One of my neighbors phoned yesterday. Her father died, and she wondered whether we could feed her cats for three days while she and her daughter were away for the funeral. Of course! This is not a big deal. Older son has watched the cats before, so he even already knows the fine points, such as the possum that eats the food left on the porch railing for the outdoor kitties. He and I went down today and picked up the key so we're set for our first visit on Tuesday night.
It bothers me, though, that I haven't really chatted with this neighbor in several years. We used to see each other quite a lot when our dogs were puppies and liked to play together and older son and her daughter were in elementary school together. We'd sit around on a summer evening, sip margaritas or daiquiris, and expound on life. Then the dogs got older, and her daughter went to a private high school, and we somewhat lost touch. We chatted occasionally if she were out in the yard as I walked the dog, or if she were driving in or out as I walked. Hi! How are things? How is (insert kid's name) doing? See ya later! I knew her dog had been ailing, but I didn't know she'd had him put down in July.

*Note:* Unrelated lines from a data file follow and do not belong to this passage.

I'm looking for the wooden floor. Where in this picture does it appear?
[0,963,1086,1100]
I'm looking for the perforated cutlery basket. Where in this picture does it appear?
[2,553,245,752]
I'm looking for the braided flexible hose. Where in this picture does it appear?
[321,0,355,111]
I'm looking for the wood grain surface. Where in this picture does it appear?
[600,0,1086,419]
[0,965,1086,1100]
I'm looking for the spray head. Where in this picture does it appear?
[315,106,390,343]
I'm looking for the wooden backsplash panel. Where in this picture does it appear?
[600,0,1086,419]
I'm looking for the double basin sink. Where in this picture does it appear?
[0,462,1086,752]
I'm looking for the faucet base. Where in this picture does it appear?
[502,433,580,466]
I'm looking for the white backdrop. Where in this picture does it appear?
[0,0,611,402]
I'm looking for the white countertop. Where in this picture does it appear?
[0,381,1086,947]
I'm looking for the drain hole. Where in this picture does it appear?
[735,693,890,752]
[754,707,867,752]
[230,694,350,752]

What happened? Life got in the way. I've thought more than several times how it would be nice to spend time with her again, to share a bottle of wine or watch a sunset. I've thought that I should call her, but never at a time when it was actually convenient to make the call. I told her today, as older son and I were leaving with the key and after I'd given her a hug, that I felt bad that we hadn't really seen each other in oh so very long, and that it seemed wrong that it took a death for us to get us in touch again. She said that she, too, had often thought that she should call me, but never at the "right" time. I need to make sure that when I take her key back, we set something up, make a date to get together.

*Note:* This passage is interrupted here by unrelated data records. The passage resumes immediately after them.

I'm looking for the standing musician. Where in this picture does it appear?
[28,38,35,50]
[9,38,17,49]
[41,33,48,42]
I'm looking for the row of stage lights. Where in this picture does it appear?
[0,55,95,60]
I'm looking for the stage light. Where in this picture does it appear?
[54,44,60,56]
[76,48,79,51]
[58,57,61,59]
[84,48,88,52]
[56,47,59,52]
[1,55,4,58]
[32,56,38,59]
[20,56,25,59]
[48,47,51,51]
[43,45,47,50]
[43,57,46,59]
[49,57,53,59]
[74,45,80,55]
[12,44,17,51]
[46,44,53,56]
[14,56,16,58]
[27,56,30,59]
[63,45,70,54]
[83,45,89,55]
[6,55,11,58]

Life has been getting in the way a lot lately. I have the start of a post about Election Day in my precinct sitting on the desktop computer. I've been working on it for several days, in between finishing up a project for a client. I got the project submitted 15 minutes before the deadline Friday afternoon, the lateness due in to the client's sending me an incorrect data file more than once. I'll get paid for the hours (lots of them) of work that I had to re-do because of something that wasn't my doing, I would rather have had the time. I don't like feeling stretched as thin as I've felt stretched lately. I'll try to post the election thing tomorrow, but now I'm going to go sit on the couch and knit and ponder ways to get life under control.
1 comment:
Oh man, I so understand where you're coming from! I hope your pondering brings some answers. You know, I have to admit that finding out you feel that way surprises me. I've come to feel you're about one of the most balanced people I've ever known. Makes me feel like at least I'm in very good company.